И вдруг — надо же такому случиться! На лестнице показался Хрунов Вадим Вадимович собственной персоной. У меня и, судя по всему, у оперов аж дыхание перехватило. А ничего не подозревающий Вадим Вадимович заулыбался, увидев нас, и громко объявил:
— А я к вам! Мне надо зубы вставить, выбитые при незаконном задержании, вот хочу спросить, кто мне оплатит протезирование.
Я ничего не успела сказать, а один из оперов, бросив в урну недокуренную сигарету и делая вид, что ему глубоко безразлично происходящее, стал спускаться по лестнице и незаметно зашел в тыл Хрунову, блокировав ему путь отхода. А двое других не отказали себе в удовольствии — подошли вплотную к Хрунову так, что он оказался прижатым к стенке и ласково спросили:
— Парень, ты понял, что ты сейчас будешь оказывать сопротивление работникам милиции? Ты понял, что сейчас будешь вести себя безобразно и нам придется применить самые жесткие меры, чтобы тебя успокоить?
— Я… — вякнул было Хрунов, но его перебил четвертый опер:
— А что ты скажешь, если зубы тебе выбьют в ходе абсолютно законного задержания?
Совершенно неуловимое движение опера — и Хрунов оказался в наручниках; все произошло так быстро, что он и сам несказанно удивился.

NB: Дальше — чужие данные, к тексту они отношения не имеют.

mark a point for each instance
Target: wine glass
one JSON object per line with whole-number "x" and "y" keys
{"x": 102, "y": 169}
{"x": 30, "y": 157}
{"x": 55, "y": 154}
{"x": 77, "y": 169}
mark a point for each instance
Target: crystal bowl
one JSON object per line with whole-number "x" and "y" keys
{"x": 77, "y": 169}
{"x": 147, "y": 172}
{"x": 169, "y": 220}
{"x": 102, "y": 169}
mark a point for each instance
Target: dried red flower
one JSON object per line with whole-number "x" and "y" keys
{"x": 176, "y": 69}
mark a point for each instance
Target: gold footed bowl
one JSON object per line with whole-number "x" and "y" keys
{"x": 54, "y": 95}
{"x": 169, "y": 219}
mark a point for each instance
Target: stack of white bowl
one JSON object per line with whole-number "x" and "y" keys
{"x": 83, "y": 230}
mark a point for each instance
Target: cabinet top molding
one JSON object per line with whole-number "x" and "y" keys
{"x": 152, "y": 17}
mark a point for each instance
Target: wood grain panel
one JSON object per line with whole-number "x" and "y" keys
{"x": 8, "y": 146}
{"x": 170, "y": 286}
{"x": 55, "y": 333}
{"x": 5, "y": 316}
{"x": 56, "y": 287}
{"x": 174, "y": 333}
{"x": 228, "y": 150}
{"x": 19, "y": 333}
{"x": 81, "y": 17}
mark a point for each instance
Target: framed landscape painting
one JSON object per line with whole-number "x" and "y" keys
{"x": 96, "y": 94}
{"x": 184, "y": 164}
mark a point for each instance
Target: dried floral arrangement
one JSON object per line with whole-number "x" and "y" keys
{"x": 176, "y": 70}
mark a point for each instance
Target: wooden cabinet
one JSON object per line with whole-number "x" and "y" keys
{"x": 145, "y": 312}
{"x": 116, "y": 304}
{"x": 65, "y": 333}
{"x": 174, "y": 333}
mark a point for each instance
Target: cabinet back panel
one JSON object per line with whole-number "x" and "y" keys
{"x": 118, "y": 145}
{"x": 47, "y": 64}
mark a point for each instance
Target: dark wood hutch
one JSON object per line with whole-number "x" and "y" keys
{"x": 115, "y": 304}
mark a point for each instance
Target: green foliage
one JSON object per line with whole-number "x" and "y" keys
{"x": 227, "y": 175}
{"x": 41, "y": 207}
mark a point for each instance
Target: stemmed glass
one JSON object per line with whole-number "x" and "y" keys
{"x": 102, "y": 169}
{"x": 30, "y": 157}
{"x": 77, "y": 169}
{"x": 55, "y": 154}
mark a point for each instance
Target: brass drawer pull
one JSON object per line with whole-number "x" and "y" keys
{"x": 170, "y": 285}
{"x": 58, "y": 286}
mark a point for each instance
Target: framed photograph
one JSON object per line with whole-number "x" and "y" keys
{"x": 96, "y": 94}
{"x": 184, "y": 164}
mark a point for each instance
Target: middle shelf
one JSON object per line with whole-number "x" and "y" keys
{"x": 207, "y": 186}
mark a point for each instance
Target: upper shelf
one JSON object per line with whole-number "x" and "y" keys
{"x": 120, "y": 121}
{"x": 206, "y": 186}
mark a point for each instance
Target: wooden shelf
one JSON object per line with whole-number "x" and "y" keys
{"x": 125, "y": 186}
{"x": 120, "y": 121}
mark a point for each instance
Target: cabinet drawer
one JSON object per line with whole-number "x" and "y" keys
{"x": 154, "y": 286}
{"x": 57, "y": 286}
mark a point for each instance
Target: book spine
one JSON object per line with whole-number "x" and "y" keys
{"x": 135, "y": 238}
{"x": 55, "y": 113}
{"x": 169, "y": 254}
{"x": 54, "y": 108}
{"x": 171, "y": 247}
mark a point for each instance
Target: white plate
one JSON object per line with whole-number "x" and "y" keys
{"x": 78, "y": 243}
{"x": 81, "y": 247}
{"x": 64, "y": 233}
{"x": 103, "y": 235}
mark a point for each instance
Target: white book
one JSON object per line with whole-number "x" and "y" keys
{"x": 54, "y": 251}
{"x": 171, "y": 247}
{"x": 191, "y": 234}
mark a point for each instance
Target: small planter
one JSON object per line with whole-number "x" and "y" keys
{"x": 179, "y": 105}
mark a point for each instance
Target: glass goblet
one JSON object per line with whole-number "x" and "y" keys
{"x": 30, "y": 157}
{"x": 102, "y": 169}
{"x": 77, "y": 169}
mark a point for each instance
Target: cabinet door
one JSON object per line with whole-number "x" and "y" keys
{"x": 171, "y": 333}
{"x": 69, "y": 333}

— Ребята, пойдемте с ним вместе осмотрим машину, и снимайте засаду в его адресе, пусть едут сюда, — сказала я.
Один из оперативников вытащил из папки постановление на обыск машины Хрунова.
— Горчаков, — крикнула я на всю прокуратуру, — пока мы машину обыскиваем, напиши протокол задержания Хрунова.
— Что?! — взвился опомнившийся Хрунов. — Не имеете права, задерживать по подозрению в преступлении можно только один раз. А меня уже задерживали за изнасилование и за то, что этому Горчакову морду набил. И вообще он потерпевший, не имеет права!
— А мы вас задерживаем по подозрению в других преступлениях.
— Это каких же? — прищурился Хрунов.
— В убийстве Неточкина и Струмина.
— Я таких не знаю, — огрызнулся Хрунов.
— Да, вас друг другу не представляли. А Горчаков не потерпевший, поскольку дело прекращено. Пошли.
Я кивнула операм, и они повели Хрунова вниз. Все-таки я не удержалась и схулиганила: проходя вперед по лестнице мимо Хрунова, я притормозила и тихо, сквозь зубы, сказала ему:
— А за «биксу легавую» ответишь отдельно, — только плевать ему под ноги не стала.
В багажнике джипа лежала, точно нас дожидалась, монтировочка, слегка заржавленная. Мы аккуратно упаковали ее в конверт из плотной бумаги; она должна понравиться и Марине Коротаевой, и Боре Панову; я подумала, что и одорологи свое слово скажут, чтобы потом Хрунов не кричал, что видит эту монтировку впервые в жизни; его запах наверняка найдется на монтировке, и биологам найдется работа, как кровь ни вытирай."